Development of a new Polynomial class for Scipy
Motivation
Currently numpy provides a class, poly1d, for representing polynomials in one variable. This class always represents the polynomials as arrays of coefficients in the basis 1, x, x**2, ..., x**n. Unfortunately this basis yields very poor numerical representations of many useful polynomials. As a result, if users want to work with polynomial objects, they are often stuck using low orders. For example, scipy.special includes several families of orthogonal polynomials described in terms of recurrence relations. The objects returned when one is created are poly1ds, and as a result the Chebyshev polynomials become useless by degree 35, while the underlying recurrence relations, with an appropriate evaluation scheme, would allow much higher degrees.
Scope
- One-dimensional polynomials only.
- Vector-valued polynomials? Good for splines and the like; bad for zero-finding; makes for messy code.
- Double-precision reals only.
- Complex variables and coefficients? Convergence and approximation issues become much more complicated. Roots and root finding may require complex variables.
- Arbitrary-precision coefficients? May be possible with type-checking. Needs tunable parameters.
- Single precision? No, polynomials are unstable enough already.
- Integers? Integer polynomials belong in the domain of symbolic computation.
Use cases
- Working with truncated Taylor series: Derivatives, antiderivatives, composition; specified center point.
- Function approximation: Chebyshev polynomials, fast evaluation, integration/differentiation, root finding, least-squares fitting, multiplication, possibly composition, truncation to lower order; specified interval.
- Curve fitting: least-squares fitting, fast evaluation, integration/differentiation; specified interval.

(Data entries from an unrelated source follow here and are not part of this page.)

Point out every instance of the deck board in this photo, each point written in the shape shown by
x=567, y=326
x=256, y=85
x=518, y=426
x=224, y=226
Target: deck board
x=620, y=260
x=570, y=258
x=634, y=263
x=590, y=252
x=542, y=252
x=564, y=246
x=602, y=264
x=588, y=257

- Splines: specification by values and derivatives (Hermite problem), root finding, integration/differentiation; specified interval.
- Quadrature: roots and weights of orthogonal families; specified interval (possibly unbounded).
- Orthogonal polynomials: ufunc-like evaluation, roots, maxima/minima, high orders, special algorithms for calculation, usable as bases for series; specified interval (possibly unbounded).
- As building blocks for rational functions: evaluation, gcd, division with remainder, root finding, function fitting, Taylor/Laurent series extraction.
Requirements
- More than one representation: For some applications 1, x, x**2, ... is the correct basis; it's certainly the easiest one to understand. Chebyshev basis functions can allow easy construction of efficient polynomial approximations. When working with ODEs any of the classical families of orthogonal polynomials may be a natural basis. When finding roots or doing other polynomial computations, the literature seems to argue for Bernstein polynomials (Bezier splines are based on these) or Lagrange polynomials (specifying polynomials by (x,y) pairs), possibly implemented using a barycentric form. Conversion between representations is obviously a necessary operation.
- Fast vectorized evaluation: Clearly compiled code will be necessary.
- Basic polynomial operations: addition, subtraction, multiplication by a scalar, multiplication by another polynomial.
- Composition (?): substituting one polynomial into another.
- Division and gcds (?): this is a numerically tricky operation, but valuable for implementing change-of-basis among other things.
- Root-finding: can be numerically nasty.
- Calculus: derivatives and antiderivatives at a point; derivative and antiderivative polynomials.
- Construction of interpolating polynomials: from point and/or derivative information (can be numerically nasty, but not necessarily).
- Construction of approximating polynomials.
- Degree reduction: when is a polynomial of apparent degree n really of lower degree? ("Nearest Polynomial of Lower Degree"; algorithms exist.)
- Least-squares fitting of polynomials.
Code
A prototype is available on github as scikits.polynomial.
Literature
(Mostly behind paywalls I'm afraid.)
- Corless, R. M. and Watt, S. M., "Bernstein bases are optimal, but, sometimes, Lagrange bases are better." Proceedings of SYNASC, Timisoara, 2004. The authors describe Lagrange and Bernstein bases as the two main approaches for representing polynomials in a numerically-stable manner, and show that Lagrange polynomials can be better for root-finding than Bernstein polynomials if the points chosen are close to the zeros of interest.
Amiraslani, A., Corless, R. M., and Gonzalez-Vega, L., "Polynomial Algebra by Values." The authors describe algorithms for working with polynomials in the Lagrange basis.
- Farouki, R. T., "Computing with Barycentric Polynomials." The Mathematical Intelligencer, 1991. The author argues for the use of the Bernstein basis as a natural and numerically robust representation for polynomials.
- Tsai, Y. F., and Farouki, R. T., "BPOLY: An object-oriented library of algorithms for polynomials in Bernstein form." The authors present a C++ class for working with polynomials in Bernstein form.
- Minimair, M, "Basis-Independent Polynomial Division Applied to Division in Lagrange and Bernstein Bases." Lecture Notes in Artificial Intelligence, 2008. The author describes efficient polynomial division in arbitrary bases in terms of a short list of elementary operations. The author then shows how to implement these basic operations for Lagrange and Bernstein bases.